Des scientifiques y croient
Parmi ceux qui vont se faire cryogéniser, il y a même des scientifiques de renom. Le docteur Aubrey de Grey, chercheur à l'université de Cambridge, prévoit de se faire congeler la tête une fois mort. « Il y a beaucoup de scientifiques qui pensent secrètement que la cryogénisation a de bonnes chances de marcher », assure-t-il. « Mais la plupart n'osent pas l'avouer parce qu'ils sentent que l'attitude du public est tellement sceptique que cela pourrait nuire à leur réputation. »
Pour le docteur de Grey, spécialiste en bio-gérontologie, des preuves scientifiques en faveur de la cryogénisation existent. « Il y a des gens qui sont tombés dans de l'eau glacée de telle sorte que leur coeur et leur cerveau ont arrêté de battre pendant une heure au moins. Malgré cela, ils ont été ranimés et ils n'ont eu aucune séquelle. Leur mémoire, leur personnalité et leur identité ont été préservés. »
Demain, l'homme pourra vivre 1000 ans
Le docteur Aubrey de Grey n'est pas un farfelu. Avec sa barbe interminable et ses idées révolutionnaires, il est une star internationale. Il a fait la couverture de la revue du Massachusetts Institute of Technology. Ses théories ont fait un tel scandale que Technology Review a lancé un concours pour tout scientifique qui pourra les discréditer.
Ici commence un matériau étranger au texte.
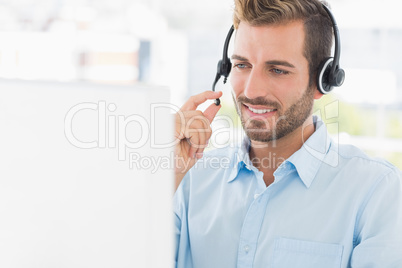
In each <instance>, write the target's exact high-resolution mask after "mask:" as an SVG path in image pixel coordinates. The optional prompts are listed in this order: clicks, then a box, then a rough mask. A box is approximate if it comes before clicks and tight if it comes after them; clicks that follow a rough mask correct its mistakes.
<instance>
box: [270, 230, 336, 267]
mask: <svg viewBox="0 0 402 268" xmlns="http://www.w3.org/2000/svg"><path fill="white" fill-rule="evenodd" d="M342 252H343V246H342V245H338V244H328V243H319V242H311V241H303V240H296V239H289V238H282V237H281V238H278V239H276V240H275V245H274V254H273V260H272V268H295V267H297V268H315V267H317V268H322V267H325V268H340V267H341V261H342Z"/></svg>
Car il apparaît qu'aucun jusqu'à maintenant n'a pu -ou voulu- le faire. Enjeu : 20 000 dollars, dont la moitié provient de la fondation du Dr de Grey, puisqu'il sait que le concours lui fera de la publicité.
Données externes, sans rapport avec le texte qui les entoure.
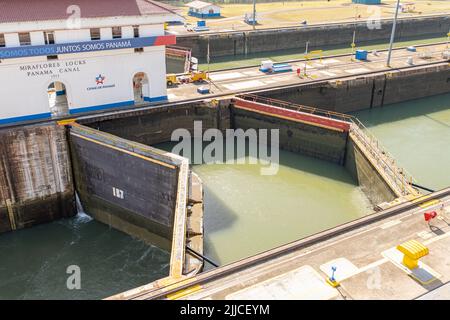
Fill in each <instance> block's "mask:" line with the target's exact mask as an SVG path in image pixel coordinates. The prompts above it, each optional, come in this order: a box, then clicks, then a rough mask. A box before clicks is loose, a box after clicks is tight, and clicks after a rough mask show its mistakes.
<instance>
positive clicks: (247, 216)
mask: <svg viewBox="0 0 450 320" xmlns="http://www.w3.org/2000/svg"><path fill="white" fill-rule="evenodd" d="M175 145H176V143H174V142H171V143H163V144H158V145H154V147H157V148H160V149H163V150H166V151H172V148H173V146H175ZM192 145H193V144H191V146H192ZM191 154H192V153H191ZM247 154H248V152H247ZM279 156H280V158H279V163H280V167H279V171H278V172H277V173H276V174H274V175H267V176H264V175H262V174H261V171H260V169H261V168H262V167H267V165H265V164H263V165H262V164H260V163H259V164H253V165H252V164H249V163H248V159H249V158H248V157H246V160H247V161H246V163H245V164H236V163H234V164H231V165H230V164H210V165H208V164H194V165H192V170H193V171H194V172H195V173H197V174H198V175H199V176H200V178H201V179H202V181H203V186H204V208H205V213H204V230H205V241H204V246H205V254H206V256H208V257H210V258H212V259H213V260H215V261H217V262H219V263H220V264H226V263H230V262H232V261H236V260H237V259H241V258H244V257H246V256H249V255H253V254H256V253H258V252H262V251H264V250H267V249H270V248H273V247H275V246H278V245H281V244H283V243H287V242H290V241H293V240H296V239H299V238H302V237H304V236H307V235H310V234H312V233H315V232H318V231H321V230H323V229H326V228H330V227H333V226H336V225H338V224H341V223H343V222H346V221H350V220H353V219H355V218H357V217H360V216H363V215H365V214H367V213H369V212H370V208H371V205H370V203H368V200H367V198H366V197H365V196H364V194H363V193H362V191H361V190H360V188H358V187H357V186H356V185H355V183H354V181H353V179H352V178H351V176H350V174H349V173H348V172H347V171H346V170H345V168H344V167H342V166H339V165H336V164H332V163H329V162H327V161H322V160H317V159H314V158H312V157H307V156H302V155H299V154H296V153H292V152H287V151H280V153H279ZM235 159H237V158H235ZM252 159H255V158H252ZM312 214H314V217H313V216H312Z"/></svg>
La théorie à réfuter, c'est que selon le Dr de Grey, l'homme du futur pourra vivre 1000 ans, ou même plus. Il clame haut et fort qu'il a identifié les causes du vieillissement cellulaire et propose des remèdes pour les rajeunir. « Une fois que ces techniques fonctionneront, nous ne mourrons plus de vieillesse. Ce qui veut dire que nous devrons évier de mourir d'autres choses, comme les virus, les accidents ou les guerres. Et vu le risque actuel très faible de mourir de ces causes là, on peut calculer notre espérance de vie, qui sera d'environ 1000 ans. »
Et l'âme dans tout ça?
Reste à démontrer cette utopie. Aubrey de Grey a donc organisé un concours doté de 3 millions de dollars pour encourager les scientifiques. La récompense ira à ceux qui pourront prolonger la vie d'une souris de laboratoire au-delà du record actuel, et même la rajeunir.
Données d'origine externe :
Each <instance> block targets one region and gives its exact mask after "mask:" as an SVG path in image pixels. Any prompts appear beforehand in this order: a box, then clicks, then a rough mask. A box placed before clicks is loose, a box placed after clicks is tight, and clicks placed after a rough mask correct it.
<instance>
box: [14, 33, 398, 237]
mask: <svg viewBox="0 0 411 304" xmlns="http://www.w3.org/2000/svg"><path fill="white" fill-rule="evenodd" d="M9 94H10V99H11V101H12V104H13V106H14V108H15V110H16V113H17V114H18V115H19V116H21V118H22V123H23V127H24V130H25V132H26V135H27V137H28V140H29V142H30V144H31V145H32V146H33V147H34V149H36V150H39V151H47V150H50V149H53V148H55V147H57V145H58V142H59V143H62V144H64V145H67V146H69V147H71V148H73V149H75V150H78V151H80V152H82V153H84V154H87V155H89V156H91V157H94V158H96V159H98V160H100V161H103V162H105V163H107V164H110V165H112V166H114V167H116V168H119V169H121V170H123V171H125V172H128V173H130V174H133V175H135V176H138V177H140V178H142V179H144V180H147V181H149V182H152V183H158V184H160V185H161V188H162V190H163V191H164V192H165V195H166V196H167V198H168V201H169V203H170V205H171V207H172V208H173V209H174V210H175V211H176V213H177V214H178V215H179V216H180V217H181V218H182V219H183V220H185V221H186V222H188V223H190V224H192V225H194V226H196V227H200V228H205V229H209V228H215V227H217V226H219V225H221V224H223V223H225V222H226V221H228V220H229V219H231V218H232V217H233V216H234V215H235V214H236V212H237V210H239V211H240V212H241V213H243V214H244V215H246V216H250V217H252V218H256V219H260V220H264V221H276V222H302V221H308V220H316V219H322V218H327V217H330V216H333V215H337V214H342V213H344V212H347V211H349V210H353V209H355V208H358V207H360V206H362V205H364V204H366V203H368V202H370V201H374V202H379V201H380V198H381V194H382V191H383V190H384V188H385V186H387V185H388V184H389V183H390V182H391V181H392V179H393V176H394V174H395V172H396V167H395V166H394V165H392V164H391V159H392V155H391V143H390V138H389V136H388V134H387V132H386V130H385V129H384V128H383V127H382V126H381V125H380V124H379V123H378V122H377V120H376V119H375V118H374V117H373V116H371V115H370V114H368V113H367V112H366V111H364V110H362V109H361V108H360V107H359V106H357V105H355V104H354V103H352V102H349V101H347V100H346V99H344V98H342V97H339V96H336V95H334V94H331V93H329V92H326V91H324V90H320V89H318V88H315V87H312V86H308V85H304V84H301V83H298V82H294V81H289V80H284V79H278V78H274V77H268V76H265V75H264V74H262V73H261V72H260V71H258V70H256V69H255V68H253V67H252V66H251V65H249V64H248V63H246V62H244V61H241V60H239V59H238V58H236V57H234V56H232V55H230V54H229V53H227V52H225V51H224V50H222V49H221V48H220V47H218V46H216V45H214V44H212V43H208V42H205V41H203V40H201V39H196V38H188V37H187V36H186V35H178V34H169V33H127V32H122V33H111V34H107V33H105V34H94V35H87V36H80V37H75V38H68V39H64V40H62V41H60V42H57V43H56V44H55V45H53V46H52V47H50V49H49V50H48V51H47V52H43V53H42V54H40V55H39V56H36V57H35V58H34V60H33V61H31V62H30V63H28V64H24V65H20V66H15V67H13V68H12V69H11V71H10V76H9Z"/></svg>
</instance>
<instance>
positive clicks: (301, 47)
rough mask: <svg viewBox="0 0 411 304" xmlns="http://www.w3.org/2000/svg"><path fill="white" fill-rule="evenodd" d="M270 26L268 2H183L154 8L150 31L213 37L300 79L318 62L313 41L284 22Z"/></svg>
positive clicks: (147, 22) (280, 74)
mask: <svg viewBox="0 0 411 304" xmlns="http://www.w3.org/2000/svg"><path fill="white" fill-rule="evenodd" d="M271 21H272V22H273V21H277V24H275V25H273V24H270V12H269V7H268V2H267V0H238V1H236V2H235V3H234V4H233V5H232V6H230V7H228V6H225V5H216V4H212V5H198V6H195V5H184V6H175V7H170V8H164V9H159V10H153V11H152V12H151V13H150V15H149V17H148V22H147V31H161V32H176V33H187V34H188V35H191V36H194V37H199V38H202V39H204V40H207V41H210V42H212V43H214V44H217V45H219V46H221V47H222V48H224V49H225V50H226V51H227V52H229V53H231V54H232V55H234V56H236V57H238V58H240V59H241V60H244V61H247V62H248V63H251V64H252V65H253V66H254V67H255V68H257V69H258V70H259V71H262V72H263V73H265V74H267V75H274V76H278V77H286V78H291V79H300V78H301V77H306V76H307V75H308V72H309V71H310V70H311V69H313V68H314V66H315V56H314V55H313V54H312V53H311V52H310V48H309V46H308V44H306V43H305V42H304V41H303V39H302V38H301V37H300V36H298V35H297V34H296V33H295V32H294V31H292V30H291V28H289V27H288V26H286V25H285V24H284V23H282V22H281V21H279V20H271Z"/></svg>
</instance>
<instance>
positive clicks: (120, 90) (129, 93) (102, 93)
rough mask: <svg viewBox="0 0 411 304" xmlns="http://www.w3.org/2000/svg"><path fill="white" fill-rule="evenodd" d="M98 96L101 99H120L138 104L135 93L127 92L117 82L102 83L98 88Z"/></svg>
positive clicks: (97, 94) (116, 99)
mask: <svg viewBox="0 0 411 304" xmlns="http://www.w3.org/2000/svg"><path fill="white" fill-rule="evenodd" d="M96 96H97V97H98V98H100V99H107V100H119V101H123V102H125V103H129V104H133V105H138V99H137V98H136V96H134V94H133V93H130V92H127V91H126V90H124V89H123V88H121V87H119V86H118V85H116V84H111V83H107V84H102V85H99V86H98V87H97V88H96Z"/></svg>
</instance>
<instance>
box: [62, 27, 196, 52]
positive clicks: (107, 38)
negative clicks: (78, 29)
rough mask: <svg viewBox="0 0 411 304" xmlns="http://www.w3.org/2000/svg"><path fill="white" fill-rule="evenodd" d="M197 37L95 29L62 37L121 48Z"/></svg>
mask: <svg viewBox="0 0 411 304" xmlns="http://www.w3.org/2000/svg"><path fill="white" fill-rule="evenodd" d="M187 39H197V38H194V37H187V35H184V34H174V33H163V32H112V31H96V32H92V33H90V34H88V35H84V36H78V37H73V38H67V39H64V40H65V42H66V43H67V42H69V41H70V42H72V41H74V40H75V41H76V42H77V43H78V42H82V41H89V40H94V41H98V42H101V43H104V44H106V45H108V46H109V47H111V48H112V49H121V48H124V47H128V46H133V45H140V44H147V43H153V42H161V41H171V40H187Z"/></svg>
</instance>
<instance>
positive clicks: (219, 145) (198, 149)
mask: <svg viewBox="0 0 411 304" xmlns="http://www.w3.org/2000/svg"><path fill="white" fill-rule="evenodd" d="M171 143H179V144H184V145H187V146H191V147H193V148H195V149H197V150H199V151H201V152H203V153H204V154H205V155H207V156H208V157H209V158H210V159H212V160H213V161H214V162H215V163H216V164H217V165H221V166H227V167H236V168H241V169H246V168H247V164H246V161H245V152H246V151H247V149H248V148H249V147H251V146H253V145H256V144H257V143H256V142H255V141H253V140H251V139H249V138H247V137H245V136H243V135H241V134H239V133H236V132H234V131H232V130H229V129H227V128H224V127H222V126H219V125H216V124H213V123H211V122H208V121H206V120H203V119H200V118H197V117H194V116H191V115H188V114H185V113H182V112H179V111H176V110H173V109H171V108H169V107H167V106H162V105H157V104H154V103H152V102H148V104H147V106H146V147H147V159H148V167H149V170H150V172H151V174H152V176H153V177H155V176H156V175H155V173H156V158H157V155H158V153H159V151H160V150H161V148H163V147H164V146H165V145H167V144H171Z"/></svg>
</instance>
Le chercheur de Cambridge se prend-il pour Dieu ? Il s'en défend. « En essayant de prolonger nos vie, nous essayons d'éliminer une cause de douleur et de mort (ndlr : la vieillesse). Et Dieu attend de nous que nous éliminions la douleur. » Pour Chrissie non plus, sa démarche n'a rien d'un sacrilège. « La cryogénisation n'empêche pas d'être croyant. Que je sois incinérée, enterrée ou congelée ne changera rien au destin de mon âme. » S'il y a une vie après la mort, Chrissie entend bien en profiter de toute façon.
L'immortalité a son prix
Tout cela a un prix bien sûr. Chrissie paie 30 000 dollars pour être congelée à l'Institut de Cryogénisation. Chez Alcor, c'est même plus cher : 150 000 dollars pour tout le corps, ou 80 000 de dollars juste pour la tête. Les adeptes de la cryogénisation sont des gens pratiques. Pour être sûr de ne manquer de rien dans leur seconde vie, il y a même des millionnaires qui se lèguent leur fortune à eux même, grâce à une fondation au Lichtenstein. Leur argent est en sécurité : c'est l'UBS à Zurich qui le gère. La cryogénisation ne marchera peut être jamais. Mais une fois congelés Chrissie et son mari n'en sauront rien.